Des visages fermés et sombres exprimant une rancœur haineuse, celle d’un peuple abandonné à son sort par ses élites et qui ne sachant où aller, sans le moindre idéal, s’en allait dans le mur. Cette population maternée par des gouvernants paternalistes dogmatiques de gauche, vaccinés, confinée, payée pour rester à la maison, n’était plus qu’une revendication.

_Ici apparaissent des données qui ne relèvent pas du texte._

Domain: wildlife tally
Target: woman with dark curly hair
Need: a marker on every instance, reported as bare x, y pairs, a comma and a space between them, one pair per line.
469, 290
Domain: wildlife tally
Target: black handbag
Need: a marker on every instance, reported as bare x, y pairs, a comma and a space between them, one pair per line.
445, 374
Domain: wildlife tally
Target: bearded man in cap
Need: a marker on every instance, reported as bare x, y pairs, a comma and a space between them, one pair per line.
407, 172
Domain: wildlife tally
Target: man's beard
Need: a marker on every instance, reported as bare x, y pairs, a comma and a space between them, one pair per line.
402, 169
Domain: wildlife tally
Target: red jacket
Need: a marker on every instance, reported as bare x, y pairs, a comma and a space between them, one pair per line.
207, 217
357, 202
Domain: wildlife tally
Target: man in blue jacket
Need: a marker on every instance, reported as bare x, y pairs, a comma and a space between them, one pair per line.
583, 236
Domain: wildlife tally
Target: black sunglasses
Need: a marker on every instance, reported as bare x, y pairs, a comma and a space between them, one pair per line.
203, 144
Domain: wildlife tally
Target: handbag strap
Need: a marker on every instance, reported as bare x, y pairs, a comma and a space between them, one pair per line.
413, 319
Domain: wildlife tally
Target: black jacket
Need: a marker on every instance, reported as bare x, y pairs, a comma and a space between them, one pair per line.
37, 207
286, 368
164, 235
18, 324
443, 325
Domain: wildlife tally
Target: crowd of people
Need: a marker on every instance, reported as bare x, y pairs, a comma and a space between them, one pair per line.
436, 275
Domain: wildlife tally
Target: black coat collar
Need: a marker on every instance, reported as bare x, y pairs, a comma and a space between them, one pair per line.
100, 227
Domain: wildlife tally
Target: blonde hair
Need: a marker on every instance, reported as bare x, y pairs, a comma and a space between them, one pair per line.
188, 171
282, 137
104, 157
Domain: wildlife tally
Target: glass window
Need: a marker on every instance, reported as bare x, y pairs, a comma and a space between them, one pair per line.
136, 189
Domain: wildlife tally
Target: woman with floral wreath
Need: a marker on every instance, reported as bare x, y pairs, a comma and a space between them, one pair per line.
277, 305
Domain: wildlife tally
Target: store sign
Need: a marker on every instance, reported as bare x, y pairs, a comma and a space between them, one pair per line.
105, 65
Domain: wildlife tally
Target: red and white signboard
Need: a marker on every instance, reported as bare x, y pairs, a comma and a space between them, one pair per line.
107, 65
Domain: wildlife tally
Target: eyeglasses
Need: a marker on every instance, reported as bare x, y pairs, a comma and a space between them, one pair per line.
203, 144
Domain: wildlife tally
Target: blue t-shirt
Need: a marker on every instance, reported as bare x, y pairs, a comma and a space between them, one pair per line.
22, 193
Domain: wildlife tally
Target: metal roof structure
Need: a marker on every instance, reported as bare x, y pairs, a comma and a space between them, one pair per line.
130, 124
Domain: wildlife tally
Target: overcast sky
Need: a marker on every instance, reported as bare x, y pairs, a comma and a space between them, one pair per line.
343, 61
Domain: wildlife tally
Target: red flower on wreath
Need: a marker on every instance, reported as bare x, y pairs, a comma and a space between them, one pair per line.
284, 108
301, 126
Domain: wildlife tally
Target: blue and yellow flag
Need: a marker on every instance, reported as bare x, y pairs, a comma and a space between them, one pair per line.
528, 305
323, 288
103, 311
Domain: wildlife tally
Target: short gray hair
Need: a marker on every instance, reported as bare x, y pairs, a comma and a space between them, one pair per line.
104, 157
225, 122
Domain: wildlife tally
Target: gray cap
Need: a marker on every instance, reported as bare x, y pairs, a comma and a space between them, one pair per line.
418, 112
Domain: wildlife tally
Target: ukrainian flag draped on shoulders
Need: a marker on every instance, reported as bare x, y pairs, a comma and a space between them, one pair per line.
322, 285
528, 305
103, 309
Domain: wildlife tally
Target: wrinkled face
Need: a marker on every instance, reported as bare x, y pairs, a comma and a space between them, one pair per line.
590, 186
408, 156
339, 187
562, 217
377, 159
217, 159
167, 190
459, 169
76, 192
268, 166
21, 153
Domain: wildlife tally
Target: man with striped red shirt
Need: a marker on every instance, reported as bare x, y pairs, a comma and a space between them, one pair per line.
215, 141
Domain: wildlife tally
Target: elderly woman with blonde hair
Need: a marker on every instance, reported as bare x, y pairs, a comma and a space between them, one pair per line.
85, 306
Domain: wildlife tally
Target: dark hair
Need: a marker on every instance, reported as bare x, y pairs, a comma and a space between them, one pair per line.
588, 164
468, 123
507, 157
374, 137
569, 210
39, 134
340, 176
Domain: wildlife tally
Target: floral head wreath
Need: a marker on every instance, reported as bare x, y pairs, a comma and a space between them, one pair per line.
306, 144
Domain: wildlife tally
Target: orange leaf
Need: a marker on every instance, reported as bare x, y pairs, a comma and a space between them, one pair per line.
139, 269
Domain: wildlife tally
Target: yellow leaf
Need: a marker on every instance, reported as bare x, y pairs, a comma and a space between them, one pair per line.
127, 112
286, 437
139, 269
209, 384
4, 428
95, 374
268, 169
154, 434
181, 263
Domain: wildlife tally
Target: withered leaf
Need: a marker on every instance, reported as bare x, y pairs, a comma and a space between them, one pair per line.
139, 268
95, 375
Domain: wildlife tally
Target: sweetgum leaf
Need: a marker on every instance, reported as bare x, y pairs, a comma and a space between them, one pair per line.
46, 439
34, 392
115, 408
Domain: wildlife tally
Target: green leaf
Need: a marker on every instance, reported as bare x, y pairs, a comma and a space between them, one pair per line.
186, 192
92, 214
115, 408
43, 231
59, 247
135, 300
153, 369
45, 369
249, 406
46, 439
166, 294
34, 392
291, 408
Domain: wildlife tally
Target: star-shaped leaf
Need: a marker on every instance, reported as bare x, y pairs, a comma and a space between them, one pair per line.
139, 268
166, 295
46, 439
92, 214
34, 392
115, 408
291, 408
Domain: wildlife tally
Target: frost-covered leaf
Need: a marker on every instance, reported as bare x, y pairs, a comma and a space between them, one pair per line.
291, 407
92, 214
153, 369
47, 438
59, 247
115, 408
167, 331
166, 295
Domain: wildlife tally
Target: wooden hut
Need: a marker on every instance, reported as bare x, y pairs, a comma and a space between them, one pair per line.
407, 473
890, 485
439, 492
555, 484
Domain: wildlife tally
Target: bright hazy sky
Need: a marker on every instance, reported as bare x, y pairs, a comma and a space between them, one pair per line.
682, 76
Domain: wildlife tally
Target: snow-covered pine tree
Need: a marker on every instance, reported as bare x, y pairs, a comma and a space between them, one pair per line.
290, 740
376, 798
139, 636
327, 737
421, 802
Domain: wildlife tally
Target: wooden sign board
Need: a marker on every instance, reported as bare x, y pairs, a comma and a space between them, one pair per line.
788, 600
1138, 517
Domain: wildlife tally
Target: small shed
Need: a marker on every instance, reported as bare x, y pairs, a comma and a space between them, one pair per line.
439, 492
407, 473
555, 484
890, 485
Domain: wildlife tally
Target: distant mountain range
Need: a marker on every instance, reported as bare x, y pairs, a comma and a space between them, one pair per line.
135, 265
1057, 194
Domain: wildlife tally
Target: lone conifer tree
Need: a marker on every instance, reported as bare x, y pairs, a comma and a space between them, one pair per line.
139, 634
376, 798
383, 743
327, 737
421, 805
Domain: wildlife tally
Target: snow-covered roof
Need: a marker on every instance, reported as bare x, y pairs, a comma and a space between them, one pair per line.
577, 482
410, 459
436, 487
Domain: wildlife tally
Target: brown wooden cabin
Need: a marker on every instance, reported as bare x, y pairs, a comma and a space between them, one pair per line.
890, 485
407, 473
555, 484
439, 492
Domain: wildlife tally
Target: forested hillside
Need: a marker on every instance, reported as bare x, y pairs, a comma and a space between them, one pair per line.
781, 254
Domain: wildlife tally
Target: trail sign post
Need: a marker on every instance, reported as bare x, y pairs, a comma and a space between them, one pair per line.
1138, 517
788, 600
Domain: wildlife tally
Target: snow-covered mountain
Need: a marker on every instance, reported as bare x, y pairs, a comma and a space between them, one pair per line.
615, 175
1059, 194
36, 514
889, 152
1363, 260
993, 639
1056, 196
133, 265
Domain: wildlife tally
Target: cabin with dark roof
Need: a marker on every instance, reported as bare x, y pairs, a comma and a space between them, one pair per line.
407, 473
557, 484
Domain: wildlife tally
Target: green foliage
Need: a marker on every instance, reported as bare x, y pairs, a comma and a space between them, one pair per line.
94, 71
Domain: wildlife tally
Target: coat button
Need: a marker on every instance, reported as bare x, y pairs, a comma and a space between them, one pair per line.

On pressentait qu’il fallait faire quelque chose, mais quoi ? Alors, on manifestait parce qu’on en avait gros et qu’il n’y avait plus personne à qui se plaindre et qui disait ce qu’il fallait faire. Les médecins n’étaient plus là ! Le pivot de la société Française s'était barré ! Plus moyen d’avoir un rendez-vous sur Doctolib, les plate-formes saturées, les appels sans réponse même au sacro-saint 15 !

Sylvie regardait avec effarement ce spectacle incroyable, elle balbutia :

— Mais c’est quoi tout ça ? D’où ils sortent ?

— Marche aux flambeaux… contre la réforme des retraites, où un truc du genre, on ne sait plus à force. Quand ils ne manifestent pas en journée, ils le font le soir.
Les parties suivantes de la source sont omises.